No official recordings have survived from the 67-69 period and even the release of 'Electronic Meditation' was an accident rather than anything premeditated: there just happened to be a 2-track tape recorder running while they were jamming' It wouldn't be the last time that chance played an important part in TD's music. The tape found its way to Rolf-Ulrich Kaiser who released it on his recently founded record label Ohr.

'Genesis' - Contrary to what its title might suggest, 'Electronic Meditation' contains no electronic instrumentation whatsoever, instead it's free from experimental rock with an uncanny mix of guitars, drums, organ, cello, flute, sound effects and tape recorders. 'Genesis' demonstrates this very well with its eerie slide guitar and tuneless cello drones. As it goes along, distant tribal drums and seemingly random flutes add to what I believe to be a very exciting track, exemplary for what TD was about during their stay on the Ohr label.

'Journey Through A Burning Brain' - Later on Froese would cite contemporary artists such as Ligeti, Stockhausen and Salvador Dali as primary influences but in these early years it were the Rolling Stones and Jimmy Hendrix that shaped his music, along with early Pink Floyd. The influence from the latter is the most obvious: the closing organ section of 'A Saucerful of Secrets' is literally the basis for the album's 12 minute centerpiece. The spirit of Jimmy Hendrix is very vivid in the wild jam that this track gradually evolves into.

'Cold Smoke' - An organ spinning minor chord progressions alternates with percussive outbursts. Halfway in you could swear to hear Nick Mason banging away on the skins. In the second half Froese's guitar is very upfront, climaxing on top of the layer of noise produced by the band. It's dirty and gritty but considering this was recorded on a simple 2-track tape it sounds quite ok actually. I guess the way it sounds is an important part of the album's charm (or lack thereof considering where you stand).

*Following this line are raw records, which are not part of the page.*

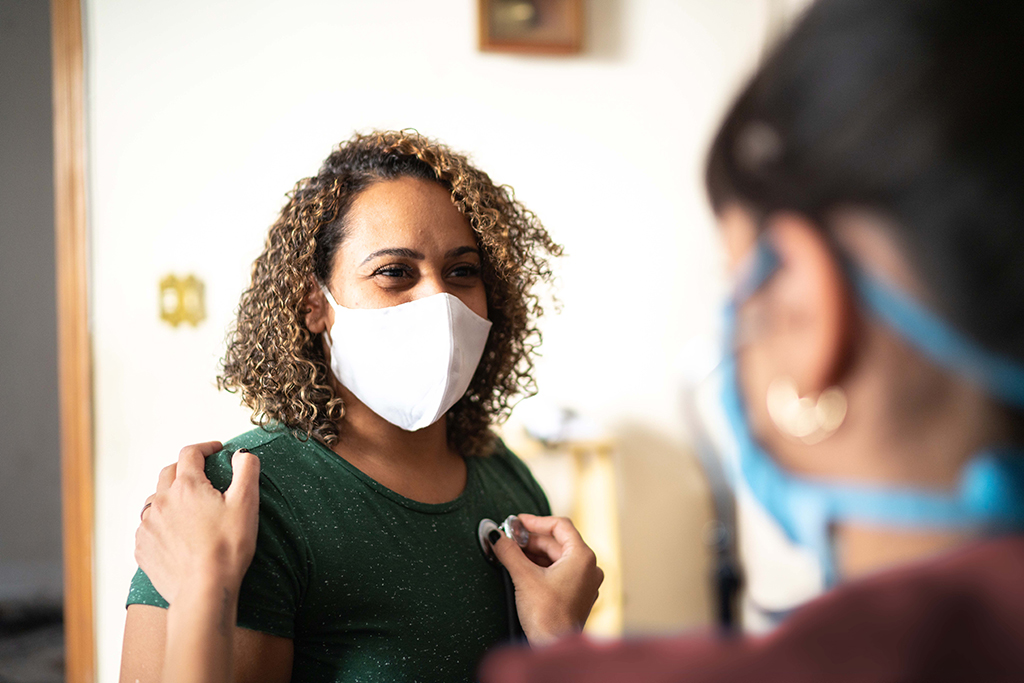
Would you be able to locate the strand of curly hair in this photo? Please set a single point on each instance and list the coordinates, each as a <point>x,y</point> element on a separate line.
<point>279,366</point>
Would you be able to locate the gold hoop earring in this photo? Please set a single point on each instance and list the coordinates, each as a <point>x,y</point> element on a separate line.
<point>804,418</point>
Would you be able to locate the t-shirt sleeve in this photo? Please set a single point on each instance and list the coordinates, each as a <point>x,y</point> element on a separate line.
<point>521,471</point>
<point>272,588</point>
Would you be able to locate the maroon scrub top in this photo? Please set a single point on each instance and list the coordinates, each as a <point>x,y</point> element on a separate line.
<point>957,617</point>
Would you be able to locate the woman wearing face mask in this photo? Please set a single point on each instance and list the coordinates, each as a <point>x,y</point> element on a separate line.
<point>388,324</point>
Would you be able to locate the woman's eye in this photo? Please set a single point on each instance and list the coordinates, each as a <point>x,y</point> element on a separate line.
<point>392,271</point>
<point>465,270</point>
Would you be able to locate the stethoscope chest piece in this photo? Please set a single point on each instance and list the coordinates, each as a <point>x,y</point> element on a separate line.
<point>511,527</point>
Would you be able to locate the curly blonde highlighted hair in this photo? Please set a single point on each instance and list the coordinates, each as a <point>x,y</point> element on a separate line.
<point>279,366</point>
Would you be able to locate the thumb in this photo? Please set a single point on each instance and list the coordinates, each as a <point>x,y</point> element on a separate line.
<point>245,479</point>
<point>511,555</point>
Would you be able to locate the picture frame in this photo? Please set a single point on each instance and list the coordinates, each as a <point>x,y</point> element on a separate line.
<point>530,27</point>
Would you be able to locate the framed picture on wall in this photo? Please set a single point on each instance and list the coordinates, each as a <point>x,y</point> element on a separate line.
<point>531,27</point>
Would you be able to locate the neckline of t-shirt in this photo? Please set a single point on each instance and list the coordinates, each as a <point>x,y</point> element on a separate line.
<point>418,506</point>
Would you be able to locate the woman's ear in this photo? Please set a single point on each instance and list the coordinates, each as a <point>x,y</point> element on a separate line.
<point>318,314</point>
<point>811,302</point>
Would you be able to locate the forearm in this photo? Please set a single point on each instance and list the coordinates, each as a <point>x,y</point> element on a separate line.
<point>200,634</point>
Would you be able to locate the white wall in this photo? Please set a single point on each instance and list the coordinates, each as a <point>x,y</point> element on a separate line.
<point>203,113</point>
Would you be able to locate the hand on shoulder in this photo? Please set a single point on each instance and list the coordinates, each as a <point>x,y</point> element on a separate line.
<point>190,531</point>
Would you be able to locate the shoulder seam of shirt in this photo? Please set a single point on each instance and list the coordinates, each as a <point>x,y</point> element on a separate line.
<point>291,509</point>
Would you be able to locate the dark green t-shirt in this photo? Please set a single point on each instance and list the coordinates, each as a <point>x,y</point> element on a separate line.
<point>369,585</point>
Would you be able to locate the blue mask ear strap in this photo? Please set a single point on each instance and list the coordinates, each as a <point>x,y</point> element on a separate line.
<point>1000,376</point>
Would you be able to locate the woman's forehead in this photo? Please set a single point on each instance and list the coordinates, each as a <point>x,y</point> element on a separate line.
<point>406,213</point>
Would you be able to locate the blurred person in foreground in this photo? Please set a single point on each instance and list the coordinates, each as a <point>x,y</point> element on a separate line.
<point>869,187</point>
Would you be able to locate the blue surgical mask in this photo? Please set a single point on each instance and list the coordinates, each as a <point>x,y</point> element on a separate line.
<point>989,496</point>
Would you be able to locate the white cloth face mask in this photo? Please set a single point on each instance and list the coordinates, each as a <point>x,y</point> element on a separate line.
<point>411,363</point>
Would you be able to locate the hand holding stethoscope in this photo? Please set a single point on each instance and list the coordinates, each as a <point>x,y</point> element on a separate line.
<point>555,575</point>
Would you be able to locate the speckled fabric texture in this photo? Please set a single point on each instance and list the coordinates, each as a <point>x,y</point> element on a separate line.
<point>370,585</point>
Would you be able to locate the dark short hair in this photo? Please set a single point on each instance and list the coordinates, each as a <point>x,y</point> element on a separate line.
<point>908,108</point>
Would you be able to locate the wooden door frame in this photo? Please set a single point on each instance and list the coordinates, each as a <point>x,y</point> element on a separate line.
<point>74,346</point>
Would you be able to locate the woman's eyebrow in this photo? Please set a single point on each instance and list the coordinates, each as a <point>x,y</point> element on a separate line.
<point>395,251</point>
<point>459,251</point>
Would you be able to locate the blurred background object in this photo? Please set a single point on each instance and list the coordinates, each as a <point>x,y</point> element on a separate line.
<point>182,300</point>
<point>539,27</point>
<point>31,571</point>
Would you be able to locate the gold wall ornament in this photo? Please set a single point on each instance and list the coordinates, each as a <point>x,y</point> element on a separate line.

'Ashes to Ashes' - This time a more conventional backbeat takes the lead. It demonstrates how Tangerine Dream was still an integral part of the kraut rock scene as this track could as easily have featured on albums from their contemporaries Amon D''l, Agitation Free or Organisation.

'Resurrection' - This returns to the 'Saucerful' organ part and to the slide guitar and cello drones of the opener. It's an interesting way to end the album as the sounds and mood conjured up here would be further developed on their next album. Unlike the more rock oriented jams this particular track would not be out of place on 'Alpha Centauri'.

By far not my favorite Tangerine Dream album but still very happy it exists as the band went on to do entirely different things and we would have had no idea at all of what they were about in their formative years. 'Electronic Meditation' is a fascinating early kraut rock album but it lacks the chops to grab my attention for its entire course. As Froese recalls 'we were still a bunch of amateurs'.